Offensichtlich nimmt der Aufsichtsrat – wie der Vorstand – die diversen Berichte und die Desinvestitionsentscheidungen von bekannten Fonds nicht ernst. Spätestens seit dem Beschluss des norwegischen Pensionsfonds KLP kurz nach der letzten Hauptversammlung hätten beim Aufsichtsrat die Alarmglocken klingeln müssen. Die verloren gehende Reputation des Unternehmens und die Aussage des Vorstandsvorsitzenden in der Pressemitteilung vom 17. März 2016 „Nachdem wir die Ziele der letzten Jahre hinsichtlich Kostenführerschaft, Schuldenabbau und organischem Wachstum in vollem Umfang erreicht haben, legen wir den Schwerpunkt zukünftig auf Wertschaffung für Aktionäre und kontinuierliches Wachstum“ passen nicht zusammen.

Der Imageschaden bei internationalen Investoren ist inzwischen beträchtlich. Es ist die Pflicht des Aufsichtsrates – auch im Interesse der Aktionärinnen und Aktionäre – auf die Reputation des Unternehmens zu achten. Dies scheint nicht gewährleistet zu sein.

Die britische, die dänische und die niederländische Regierung haben den einheimischen Unternehmen den Rückzug aus den Siedlungen und aus Kooperationen mit entsprechenden israelischen Unternehmen empfohlen.

Nach der Deutschen Bahn, die sich aus dem Bau einer auch durch die Westbank führenden Eisenbahnlinie zurückzog, verkaufte z.B. der französische Konzern Veolia seine Buslinien, die zu den Siedlungen führen sollten, zu einem sehr niedrigen Preis.

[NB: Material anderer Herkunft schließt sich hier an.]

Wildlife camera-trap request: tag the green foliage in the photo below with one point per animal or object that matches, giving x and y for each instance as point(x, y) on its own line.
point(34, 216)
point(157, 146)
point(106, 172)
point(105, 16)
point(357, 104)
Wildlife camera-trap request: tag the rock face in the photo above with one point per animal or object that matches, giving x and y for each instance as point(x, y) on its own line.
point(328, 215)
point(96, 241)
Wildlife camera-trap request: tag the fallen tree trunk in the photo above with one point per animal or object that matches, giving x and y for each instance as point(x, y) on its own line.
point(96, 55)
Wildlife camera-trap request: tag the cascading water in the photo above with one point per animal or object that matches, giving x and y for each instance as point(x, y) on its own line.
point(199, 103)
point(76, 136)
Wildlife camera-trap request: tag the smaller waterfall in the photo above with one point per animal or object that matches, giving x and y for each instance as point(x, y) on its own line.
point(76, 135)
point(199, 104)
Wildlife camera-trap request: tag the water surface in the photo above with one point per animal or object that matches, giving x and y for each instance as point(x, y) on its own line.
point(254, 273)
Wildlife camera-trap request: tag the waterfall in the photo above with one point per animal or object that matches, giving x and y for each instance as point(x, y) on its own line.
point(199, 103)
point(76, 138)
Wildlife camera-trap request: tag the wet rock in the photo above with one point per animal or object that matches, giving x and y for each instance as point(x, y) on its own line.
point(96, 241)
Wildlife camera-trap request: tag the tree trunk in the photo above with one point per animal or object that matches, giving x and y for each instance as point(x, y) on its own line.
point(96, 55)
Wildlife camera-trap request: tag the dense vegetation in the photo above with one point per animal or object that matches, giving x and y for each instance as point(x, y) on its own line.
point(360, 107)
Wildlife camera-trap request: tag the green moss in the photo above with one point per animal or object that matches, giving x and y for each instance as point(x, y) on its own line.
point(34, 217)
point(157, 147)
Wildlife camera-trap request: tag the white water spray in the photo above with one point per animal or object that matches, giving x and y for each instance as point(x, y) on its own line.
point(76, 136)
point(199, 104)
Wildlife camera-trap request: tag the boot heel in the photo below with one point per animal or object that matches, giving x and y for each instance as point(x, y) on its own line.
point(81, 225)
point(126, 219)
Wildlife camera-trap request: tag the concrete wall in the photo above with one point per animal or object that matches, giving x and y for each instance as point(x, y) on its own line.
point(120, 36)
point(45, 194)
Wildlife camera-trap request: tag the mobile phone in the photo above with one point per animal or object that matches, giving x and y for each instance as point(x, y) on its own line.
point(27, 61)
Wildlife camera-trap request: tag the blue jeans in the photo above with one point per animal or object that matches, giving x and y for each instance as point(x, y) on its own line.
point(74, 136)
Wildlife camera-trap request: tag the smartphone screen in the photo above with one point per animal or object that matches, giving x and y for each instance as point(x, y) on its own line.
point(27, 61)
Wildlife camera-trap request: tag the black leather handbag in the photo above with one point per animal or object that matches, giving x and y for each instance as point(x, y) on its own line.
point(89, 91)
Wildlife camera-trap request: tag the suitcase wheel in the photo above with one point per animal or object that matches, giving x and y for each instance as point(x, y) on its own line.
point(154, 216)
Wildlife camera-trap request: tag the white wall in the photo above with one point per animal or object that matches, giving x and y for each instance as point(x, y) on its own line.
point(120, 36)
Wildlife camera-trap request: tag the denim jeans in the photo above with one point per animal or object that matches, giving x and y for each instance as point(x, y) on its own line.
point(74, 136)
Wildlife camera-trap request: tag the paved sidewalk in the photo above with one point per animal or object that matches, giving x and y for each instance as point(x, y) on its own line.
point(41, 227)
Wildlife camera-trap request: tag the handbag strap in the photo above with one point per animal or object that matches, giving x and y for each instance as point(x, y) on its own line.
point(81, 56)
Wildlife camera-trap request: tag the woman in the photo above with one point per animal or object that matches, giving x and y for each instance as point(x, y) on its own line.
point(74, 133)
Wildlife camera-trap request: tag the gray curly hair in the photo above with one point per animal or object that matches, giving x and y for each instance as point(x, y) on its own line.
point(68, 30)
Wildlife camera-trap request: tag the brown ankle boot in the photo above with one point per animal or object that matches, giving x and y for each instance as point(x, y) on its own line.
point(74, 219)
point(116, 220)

Auf der Homepage des Auswärtigen Amtes heißt es u.a.: „Das Westjordanland, der Gazastreifen, Ost-Jerusalem und der Golan sind seit 1967 von Israel besetzt. Die Bundesregierung unterscheidet strikt zwischen dem Gebiet des Staates Israel und den Palästinensischen Gebieten… In Bezug auf Eigentumserwerb oder Investitionen in den Siedlungen wird darauf hingewiesen, dass die Siedlungen nach Auffassung der Bundesregierung gegen das Völkerrecht verstoßen.“

In ihren Leitlinien „über die Förderfähigkeit israelischer Einrichtungen und ihrer Tätigkeiten in den von Israel seit Juni 1967 besetzten Gebieten im Hinblick auf von der EU finanzierte Zuschüsse, Preisgelder und Finanzinstrumente ab 2014“ vom 19. Juli 2013 hat die Europäische Union klar dargelegt, dass die seit Juni 1967 besetzten Gebiete (Westjordanland, Golanhöhen, Ostjerusalem und Gaza-Streifen)  nicht zum legalen Staatsgebiet Israels gehören.

Wir erwarten vom Aufsichtsrat, dass er den Vorstand bei der notwendigen sofortigen Trennung von dem Geschäftsbereich von Hanson Israel, der in der Westbank liegt, sowie von Hanson Israel, sofern von dort aus die illegalen Siedlungen und/bzw. der illegale Mauerbau unterstützt werden, voll unterstützt, begleitet und damit einer Achtung und Umsetzung internationalen Rechts wie auch der OECD-Leitsätze Rechnung trägt – auch um weiteren Schaden vom Unternehmen fernzuhalten.